Als Folge dessen erstarkte die Gegnerschaft zu diesem Europa. Bei den letzten Wahlen zum EU-Parlament gingen rund zwanzig Prozent der Sitze an EU-Kritiker. Ob in Frankreich, Großbritannien, Dänemark, den Niederlanden, Österreich, Ungarn oder Polen: Bisweilen aus dem Stand heraus triumphierten rechtspopulistische Parteien mit dem Versprechen, die Ketten des europäischen Völkergefängnisses zu sprengen und die Menschen daraus zu befreien.

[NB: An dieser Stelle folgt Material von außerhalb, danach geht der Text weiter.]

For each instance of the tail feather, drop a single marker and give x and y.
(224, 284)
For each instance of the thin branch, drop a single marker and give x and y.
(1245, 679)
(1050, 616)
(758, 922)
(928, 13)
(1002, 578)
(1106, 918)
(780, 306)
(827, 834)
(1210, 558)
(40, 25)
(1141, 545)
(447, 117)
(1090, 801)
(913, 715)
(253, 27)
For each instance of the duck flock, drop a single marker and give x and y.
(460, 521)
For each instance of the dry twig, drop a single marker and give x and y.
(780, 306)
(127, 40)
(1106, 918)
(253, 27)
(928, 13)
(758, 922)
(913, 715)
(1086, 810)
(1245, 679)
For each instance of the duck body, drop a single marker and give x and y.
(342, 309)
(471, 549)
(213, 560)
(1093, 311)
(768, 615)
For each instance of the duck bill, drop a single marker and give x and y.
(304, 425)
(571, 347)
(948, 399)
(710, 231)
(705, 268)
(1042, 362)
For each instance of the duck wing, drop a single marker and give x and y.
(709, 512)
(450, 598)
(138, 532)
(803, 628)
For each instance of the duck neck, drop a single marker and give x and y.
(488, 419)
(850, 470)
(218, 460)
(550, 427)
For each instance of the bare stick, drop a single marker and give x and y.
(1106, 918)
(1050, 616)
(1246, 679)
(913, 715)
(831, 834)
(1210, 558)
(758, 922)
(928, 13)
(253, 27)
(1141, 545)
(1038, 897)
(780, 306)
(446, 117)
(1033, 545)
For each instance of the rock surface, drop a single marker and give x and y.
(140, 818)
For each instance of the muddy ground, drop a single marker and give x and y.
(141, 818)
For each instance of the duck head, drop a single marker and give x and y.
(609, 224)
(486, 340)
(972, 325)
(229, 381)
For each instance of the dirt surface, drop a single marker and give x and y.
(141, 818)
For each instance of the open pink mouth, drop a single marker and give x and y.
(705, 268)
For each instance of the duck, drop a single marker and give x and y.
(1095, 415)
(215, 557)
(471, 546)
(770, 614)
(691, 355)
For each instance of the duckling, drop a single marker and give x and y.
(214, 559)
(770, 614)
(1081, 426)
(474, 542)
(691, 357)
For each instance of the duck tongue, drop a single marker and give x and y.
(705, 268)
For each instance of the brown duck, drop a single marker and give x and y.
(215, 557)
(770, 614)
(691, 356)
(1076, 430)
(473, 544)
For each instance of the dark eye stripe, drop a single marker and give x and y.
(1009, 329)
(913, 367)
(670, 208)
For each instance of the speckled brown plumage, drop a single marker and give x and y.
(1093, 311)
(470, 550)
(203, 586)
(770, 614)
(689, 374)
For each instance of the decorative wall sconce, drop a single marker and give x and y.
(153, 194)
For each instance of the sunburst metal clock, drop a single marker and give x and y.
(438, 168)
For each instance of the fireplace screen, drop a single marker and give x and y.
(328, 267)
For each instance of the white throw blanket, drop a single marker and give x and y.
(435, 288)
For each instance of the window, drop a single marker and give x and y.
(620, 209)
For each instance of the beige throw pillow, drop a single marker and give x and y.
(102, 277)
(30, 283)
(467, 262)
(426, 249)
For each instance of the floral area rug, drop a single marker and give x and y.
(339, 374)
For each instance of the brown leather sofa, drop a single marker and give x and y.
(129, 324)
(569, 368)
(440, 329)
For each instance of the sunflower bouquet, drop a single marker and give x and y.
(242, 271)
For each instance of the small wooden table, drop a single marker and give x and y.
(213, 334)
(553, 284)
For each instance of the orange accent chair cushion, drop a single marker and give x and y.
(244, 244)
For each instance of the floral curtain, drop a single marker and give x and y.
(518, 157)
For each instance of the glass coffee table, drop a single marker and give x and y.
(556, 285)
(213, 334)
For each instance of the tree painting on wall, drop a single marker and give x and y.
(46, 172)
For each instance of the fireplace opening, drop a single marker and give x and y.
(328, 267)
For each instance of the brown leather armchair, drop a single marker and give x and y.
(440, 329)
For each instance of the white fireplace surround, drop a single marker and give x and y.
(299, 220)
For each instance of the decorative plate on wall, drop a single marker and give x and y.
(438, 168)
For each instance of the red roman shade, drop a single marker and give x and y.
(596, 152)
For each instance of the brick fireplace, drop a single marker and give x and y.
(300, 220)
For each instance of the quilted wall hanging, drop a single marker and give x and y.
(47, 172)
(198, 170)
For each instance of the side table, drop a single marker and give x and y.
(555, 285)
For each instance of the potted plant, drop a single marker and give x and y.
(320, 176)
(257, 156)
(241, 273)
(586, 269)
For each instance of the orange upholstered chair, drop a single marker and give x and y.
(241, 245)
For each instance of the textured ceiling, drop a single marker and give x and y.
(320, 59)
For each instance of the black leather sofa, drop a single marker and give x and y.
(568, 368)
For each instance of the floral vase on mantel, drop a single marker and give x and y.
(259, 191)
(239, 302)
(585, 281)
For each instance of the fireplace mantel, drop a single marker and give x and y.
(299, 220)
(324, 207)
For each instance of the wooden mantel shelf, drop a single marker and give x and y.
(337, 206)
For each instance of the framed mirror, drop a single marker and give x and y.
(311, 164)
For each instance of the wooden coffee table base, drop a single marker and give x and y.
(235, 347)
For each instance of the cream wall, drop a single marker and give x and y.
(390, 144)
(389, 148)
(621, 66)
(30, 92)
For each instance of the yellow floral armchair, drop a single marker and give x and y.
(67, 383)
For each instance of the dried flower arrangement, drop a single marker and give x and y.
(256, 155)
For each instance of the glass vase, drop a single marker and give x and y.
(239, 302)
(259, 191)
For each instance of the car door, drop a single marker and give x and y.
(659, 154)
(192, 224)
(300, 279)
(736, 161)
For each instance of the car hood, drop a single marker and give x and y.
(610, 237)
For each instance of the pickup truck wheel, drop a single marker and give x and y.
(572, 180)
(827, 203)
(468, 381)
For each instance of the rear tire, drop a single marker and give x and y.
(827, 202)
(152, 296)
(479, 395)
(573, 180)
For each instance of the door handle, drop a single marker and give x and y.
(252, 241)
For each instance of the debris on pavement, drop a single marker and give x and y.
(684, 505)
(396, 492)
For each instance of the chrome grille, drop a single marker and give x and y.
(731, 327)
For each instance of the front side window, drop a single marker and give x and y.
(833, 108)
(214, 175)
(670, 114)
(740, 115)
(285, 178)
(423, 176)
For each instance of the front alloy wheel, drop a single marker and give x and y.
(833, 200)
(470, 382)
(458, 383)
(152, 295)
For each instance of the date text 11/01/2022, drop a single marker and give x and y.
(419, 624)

Am Horizont dieser Rhetorik tauchte die Vision eines gesunden, prosperierenden Nationalismus als Alternative zur EU auf.

Von Marine Le Pen über Geert Wilders bis zu Nigel Farage und den deutschen Vertretern der AfD: In dieser Vision fanden sie – bei allen Unterschieden – zusammen. Manchmal schienen sich Europas Rechtspopulisten in ihrem Groll auf Europa näher zu stehen als Europas regierende Politiker in dem Bemühen, die EU transparent und funktional zu gestalten.

Nun kommt die Probe aufs Exempel. Seit dem Ergebnis des britischen Referendums ist der Ausstieg eines Landes aus Europa keine Vision mehr, sondern der erklärte Wille einer Mehrheit der Wähler in Großbritannien. Doch bereits nach wenigen Tagen schwant so manchem, dass es sich mit einem gesunden, prosperierenden Nationalismus jenseits der EU ebenso verhalten könnte wie mit der Idee einer klassenlosen Gesellschaft: klingt zu schön, um wahr werden zu können.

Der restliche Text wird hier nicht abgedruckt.